Creating Configurable and Portable SSIS Packages Part 3
In this article I’ll conclude my set of articles into SSIS configuration. This article will be slightly more verbose than the previous two, but I hope I clearly convey the logic behind my method. If you haven’t yet done so, please read Part 1 and Part 2 of the series.
The Portability problem
In my first forays into SSIS I had thought that as part of the deployment process SSIS would allow things me to change things like connection string of the source data and location of extract file. However this is not available by default.
To enable configurability, you have to go to the package properties and enable configuration right at the development stage (and with complex packages I would suggest that the earlier this is done in this phase the better).

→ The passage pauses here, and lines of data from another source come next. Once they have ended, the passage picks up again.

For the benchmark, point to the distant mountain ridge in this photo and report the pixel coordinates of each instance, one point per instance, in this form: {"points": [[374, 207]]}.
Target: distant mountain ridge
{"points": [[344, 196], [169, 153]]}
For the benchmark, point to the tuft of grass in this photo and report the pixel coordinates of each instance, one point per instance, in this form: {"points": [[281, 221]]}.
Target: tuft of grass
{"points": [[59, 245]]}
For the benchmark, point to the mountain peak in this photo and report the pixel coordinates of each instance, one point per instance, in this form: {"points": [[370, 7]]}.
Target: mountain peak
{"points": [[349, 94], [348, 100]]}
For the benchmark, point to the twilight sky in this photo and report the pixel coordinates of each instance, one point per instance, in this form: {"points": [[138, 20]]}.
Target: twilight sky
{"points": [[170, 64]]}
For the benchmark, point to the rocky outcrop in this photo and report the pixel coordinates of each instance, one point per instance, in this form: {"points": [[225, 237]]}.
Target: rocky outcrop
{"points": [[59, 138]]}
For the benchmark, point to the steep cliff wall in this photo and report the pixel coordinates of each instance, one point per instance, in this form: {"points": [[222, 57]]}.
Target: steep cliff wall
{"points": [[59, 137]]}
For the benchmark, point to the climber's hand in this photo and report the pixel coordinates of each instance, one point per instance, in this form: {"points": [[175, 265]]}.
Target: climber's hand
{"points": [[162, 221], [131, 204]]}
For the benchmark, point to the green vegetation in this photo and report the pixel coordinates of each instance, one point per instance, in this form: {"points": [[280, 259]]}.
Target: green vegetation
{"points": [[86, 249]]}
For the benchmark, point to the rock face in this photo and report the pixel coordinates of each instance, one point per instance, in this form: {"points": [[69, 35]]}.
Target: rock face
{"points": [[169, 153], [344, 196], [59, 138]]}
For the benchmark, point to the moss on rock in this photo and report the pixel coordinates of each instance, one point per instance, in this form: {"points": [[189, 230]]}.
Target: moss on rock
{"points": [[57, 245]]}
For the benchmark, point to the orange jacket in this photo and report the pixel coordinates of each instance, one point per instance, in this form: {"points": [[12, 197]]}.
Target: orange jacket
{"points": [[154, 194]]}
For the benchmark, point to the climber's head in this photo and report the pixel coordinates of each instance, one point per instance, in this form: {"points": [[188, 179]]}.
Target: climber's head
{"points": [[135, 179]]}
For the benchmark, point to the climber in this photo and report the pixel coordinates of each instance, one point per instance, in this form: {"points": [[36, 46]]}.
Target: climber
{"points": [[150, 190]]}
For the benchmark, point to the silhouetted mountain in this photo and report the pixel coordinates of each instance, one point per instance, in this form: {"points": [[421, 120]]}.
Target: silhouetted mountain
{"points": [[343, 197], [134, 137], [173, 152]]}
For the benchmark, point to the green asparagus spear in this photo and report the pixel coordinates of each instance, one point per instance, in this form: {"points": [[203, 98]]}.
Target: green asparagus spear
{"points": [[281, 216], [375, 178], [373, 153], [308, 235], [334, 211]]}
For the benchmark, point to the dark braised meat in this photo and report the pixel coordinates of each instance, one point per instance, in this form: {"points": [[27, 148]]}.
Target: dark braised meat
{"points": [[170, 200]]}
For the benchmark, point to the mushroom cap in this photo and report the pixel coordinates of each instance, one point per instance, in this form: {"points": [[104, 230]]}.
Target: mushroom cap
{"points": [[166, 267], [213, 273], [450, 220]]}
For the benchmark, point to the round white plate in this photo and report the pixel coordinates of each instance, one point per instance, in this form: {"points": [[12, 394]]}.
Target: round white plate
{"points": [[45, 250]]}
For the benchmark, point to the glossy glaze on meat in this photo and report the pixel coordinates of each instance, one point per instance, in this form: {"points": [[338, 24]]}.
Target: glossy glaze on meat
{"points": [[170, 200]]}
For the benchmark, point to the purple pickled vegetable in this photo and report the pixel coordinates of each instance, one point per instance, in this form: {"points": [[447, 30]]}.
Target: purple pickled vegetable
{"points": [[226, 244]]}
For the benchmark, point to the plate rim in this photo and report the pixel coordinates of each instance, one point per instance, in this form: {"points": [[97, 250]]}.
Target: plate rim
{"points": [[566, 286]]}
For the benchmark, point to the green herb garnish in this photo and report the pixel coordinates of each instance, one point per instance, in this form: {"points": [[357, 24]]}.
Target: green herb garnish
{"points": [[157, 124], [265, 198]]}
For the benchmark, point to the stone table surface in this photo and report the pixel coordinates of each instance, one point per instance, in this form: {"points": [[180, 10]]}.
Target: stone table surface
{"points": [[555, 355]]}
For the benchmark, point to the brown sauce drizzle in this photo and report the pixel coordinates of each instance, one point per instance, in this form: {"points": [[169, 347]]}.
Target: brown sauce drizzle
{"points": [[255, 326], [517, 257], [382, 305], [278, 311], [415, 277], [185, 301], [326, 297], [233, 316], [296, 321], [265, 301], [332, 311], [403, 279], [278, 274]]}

Right click on the Control Flow and choose Package Configurations.
Put a tick in Enable package configurations. Click Add… to kick off the Package Configuration Wizard. My first attempt at this was that it would be nice to have a configuration file which I could amend at any time to shape the behaviour of my package. That was the web developer in me. So I create an XML configuration for my package and carefully selected the parameters that I needed to make configurable. Let’s see how to do this now.
XML Configuration
After you enable configuration, click the Add… button. This starts the Package Configuration Wizard
For now, leave the Configuration type as XML configuration file and the option to Specify configuration settings directly, selected. Browse to a suitable location (not in the bin folder of the project) and enter a filename for the configuration file. Click Next.
We now have a list of configurable properties (I’ve collapsed the tree a little to show the parts) relating to variables, the connection managers, the package itself and the tasks in the package. Clearly, we would not want every single one of these (and sub-properties) to all be configurable via the XML configuration file – the file would be huge. The wizard allows us to specify just the things we need to be configurable, and revert to default (or hard-coding) for the rest. So for example, in my project I’m sure the database will always be the same on all environments – the only change will be the server. So I drill down into the tree in Connection Managers, AdventureWorks, and enable configuration for the ServerName property.
We would also want to be able to modify the OutputFolder variable so we can change the location to which the file is saved.
Click Next, give the configuration a name, say XMLConfiguration and click Finish.
Click Close. Now when you build the package, Visual Studio/BIDS produces an XML .dtsconfig file and a manifest file which is then used to execute the deployment wizard, much as before. The difference now is that when the package runs it first loads the configured values from the XML file.
Now you can deploy the same binary SSIS package to different environments, and simply amend the xml file to change the behaviour of the package as it goes through integration, staging and production modes. Job done! Maybe. If you have a simple package (which will never get more complex) or your development/deployment system is simple and simplistic. So for most of us…not quite yet. A few days after I thought I had finished with the SSIS package a colleague tried to open the project after doing a 'get latest' from the Team Foundation Server (TFS). This was problematic on two fronts. Firstly, by default the SSIS configuration file is not added to the project and hence it was not even in source control. That’s easily solved of course. Secondly, it turned out that the path expected by the package is hard coded as an absolute path. So when my colleague opened it after 'getting' the solution from TFS, the configuration file could not be found. Why? Because he was using a different working folder structure to me. Bummer! My team at the time were prolific users of TFS and branching. That meant from developer to developer from one sprint to another working folders were constantly changing. Clearly hard-coded configuration paths were a non-starter. It would mean that every time someone wanted to open a package after a code branching they would have to re-attach all the configuration files - and if they checked this in, the package would be unnecessarily updated. From a team perspective this was not workable. That got me thinking and looking for something better.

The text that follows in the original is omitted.